Thursday, April 3, 2008

U.S. Judgment Set Aside Search Rights

It boggles the mind how the Bushies interpreted the law. Yet this one is frightening.

The Justice Department concluded shortly after the 2001 terrorist attacks that constitutional protections against unreasonable searches didn't apply to "domestic military operations," according to a recently declassified Justice Department document.

What in hell are "domestic military operations"?

What activities the judgment intended to cover is unknown because the opinion is classified, but the ACLU concluded it related to warrantless surveillance based on information provided in another lawsuit.

Surveillance is a military operation? Perhaps it is conducted by military intelligence?

White House spokesman Tony Fratto said the warrantless spying program "relied on a separate set of legal opinions" that have been shared with Congress. Jameel Jaffer, of the ACLU, said Mr. Fratto's explanation raised more questions. "What kind of surveillance program was it meant to justify, then?" he asked. Suzanne Spaulding, a former CIA counsel, said the opinion -- written by former Deputy Assistant Attorney General John Yoo -- may have been designed to permit what might otherwise be considered invasive searches as part of military activities on U.S. soil in response to an attack, given that the administration had concluded the new battlefield now included the U.S.

The US a battlefield?
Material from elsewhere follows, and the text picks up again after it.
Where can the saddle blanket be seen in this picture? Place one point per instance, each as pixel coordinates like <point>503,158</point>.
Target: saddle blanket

It makes me shudder to contemplate what they have done: operations inside the country are labeled military. Putting the government on a tack of conducting domestic military operations is frightening.
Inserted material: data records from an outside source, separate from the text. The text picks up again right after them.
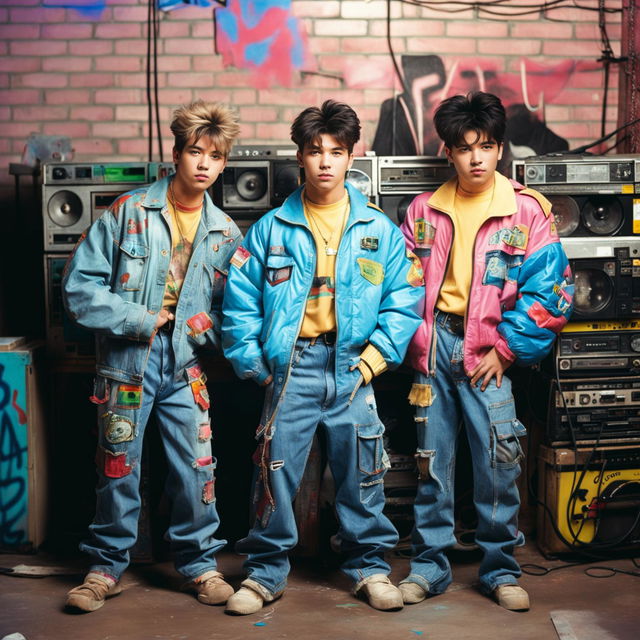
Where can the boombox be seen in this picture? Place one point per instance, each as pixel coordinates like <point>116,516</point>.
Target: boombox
<point>592,196</point>
<point>606,273</point>
<point>592,498</point>
<point>593,410</point>
<point>401,178</point>
<point>74,195</point>
<point>598,349</point>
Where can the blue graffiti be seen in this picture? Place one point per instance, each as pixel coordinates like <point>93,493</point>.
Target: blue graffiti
<point>90,8</point>
<point>13,469</point>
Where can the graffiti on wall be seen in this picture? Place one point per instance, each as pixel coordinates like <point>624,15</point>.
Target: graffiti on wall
<point>263,36</point>
<point>89,8</point>
<point>405,124</point>
<point>13,455</point>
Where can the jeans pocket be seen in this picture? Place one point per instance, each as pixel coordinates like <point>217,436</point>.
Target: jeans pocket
<point>372,460</point>
<point>506,430</point>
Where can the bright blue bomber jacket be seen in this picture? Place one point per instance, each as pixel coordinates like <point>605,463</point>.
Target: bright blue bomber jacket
<point>271,274</point>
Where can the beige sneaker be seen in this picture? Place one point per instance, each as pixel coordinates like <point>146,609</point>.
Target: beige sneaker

The Electronic Frontier Foundation has an entry on its website discussing this matter. Does this mean that the Administration's lawyers believed that it could spy on Americans with impunity and face no Fourth Amendment claim? It may, and based on the thinnest of legal claims -- that Congress unintentionally allowed mass surveillance of Americans when it passed the Authorization of Use of Military Force in October 2001. In their arguments on the warrantless surveillance program, they try to portray them as "military" in nature, even though they occurred in the United States, far from the military theater.